# Tomb kings - beginning units to get



## falcoso (Apr 7, 2012)

So I ma getting into Tomb Kings and I was wandering what I should get first, I don't want the battalion as I have far too much to paint already - I just want it as a project that goes on in the background. 

So I know that I will need a model to be my Hierophant - Liche Preist? Or is there a better hero for a tomb kings army that can be used. I also heard there is a character that can ressurect models, is this the Liche Preist? CAn someone explain this.

Then there is core, I want ranged as I love how they aren't affected, so I will be needing some tomb warriors, but what else should I get? I know the necrosphinx is meant to be amazing but I just looking at the basics to flesh out my army.

Thanks


----------



## Tim/Steve (Jan 25, 2009)

You need a hierophant which is just the highest ranking priest in your army, a prince is also a good addition to most armies (you won't need a BSB, especially not when starting out). The TK lore allows you to raise models killed from your units: each time a spell affects a unit they get D3+1 wounds back (if my memory serves), less for animated constructs.

Taking lots of archers is always good for TK but they do need infantry blocks as the archers will wither but not massacre. There are many options for combat units but personally I wouldn't look much further then tomb guard. I also highly rate sepulcral stalkers are general units: their shooting is lethal to anything with low initiative, which means they are pretty awesome against most monsters, artillery, undead, ogres, dwarves, lizards and OnG... pretty much anything that isn't an elf.

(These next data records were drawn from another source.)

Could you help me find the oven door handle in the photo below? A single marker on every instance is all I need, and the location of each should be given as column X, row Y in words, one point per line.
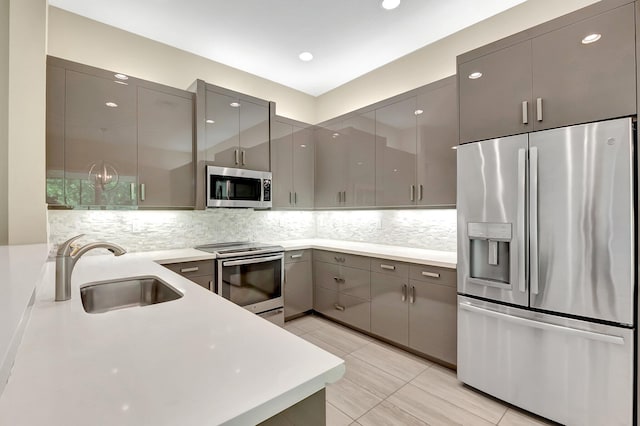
column 252, row 260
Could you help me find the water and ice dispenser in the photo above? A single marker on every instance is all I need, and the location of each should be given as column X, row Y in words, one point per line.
column 489, row 253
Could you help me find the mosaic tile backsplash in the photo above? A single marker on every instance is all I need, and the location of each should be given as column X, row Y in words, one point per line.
column 161, row 230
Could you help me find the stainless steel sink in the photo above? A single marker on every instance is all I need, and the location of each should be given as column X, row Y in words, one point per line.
column 108, row 296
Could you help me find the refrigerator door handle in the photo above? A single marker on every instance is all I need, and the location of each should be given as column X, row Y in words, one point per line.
column 520, row 231
column 533, row 219
column 607, row 338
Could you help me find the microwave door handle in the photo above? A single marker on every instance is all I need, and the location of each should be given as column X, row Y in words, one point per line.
column 251, row 261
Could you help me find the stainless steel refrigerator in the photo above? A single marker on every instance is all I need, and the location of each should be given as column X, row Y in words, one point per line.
column 546, row 271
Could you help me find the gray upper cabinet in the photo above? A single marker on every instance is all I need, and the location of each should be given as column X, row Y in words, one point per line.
column 550, row 76
column 236, row 130
column 498, row 102
column 578, row 83
column 165, row 148
column 292, row 165
column 437, row 122
column 106, row 135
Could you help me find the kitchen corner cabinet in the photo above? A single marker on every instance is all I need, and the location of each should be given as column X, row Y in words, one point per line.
column 552, row 79
column 292, row 165
column 114, row 143
column 298, row 283
column 345, row 163
column 236, row 129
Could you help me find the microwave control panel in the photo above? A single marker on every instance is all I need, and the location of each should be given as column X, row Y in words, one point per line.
column 266, row 190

The last thing that I would always add to a TK army would be a casket of souls. partially this is because it helps buff your magic (helping you keep your army alive) and is horrible to many armies but mostly because its so characterful and 'feels' like it should be part of the army. Not taking one is like beastmen not taking the herdstone or HEs playing without a mage; possible but makes the army feel 'less'.


----------



## falcoso (Apr 7, 2012)

Thanks I will certainly look into the casket and I was planning on getting the stalkers at some point anyway.


----------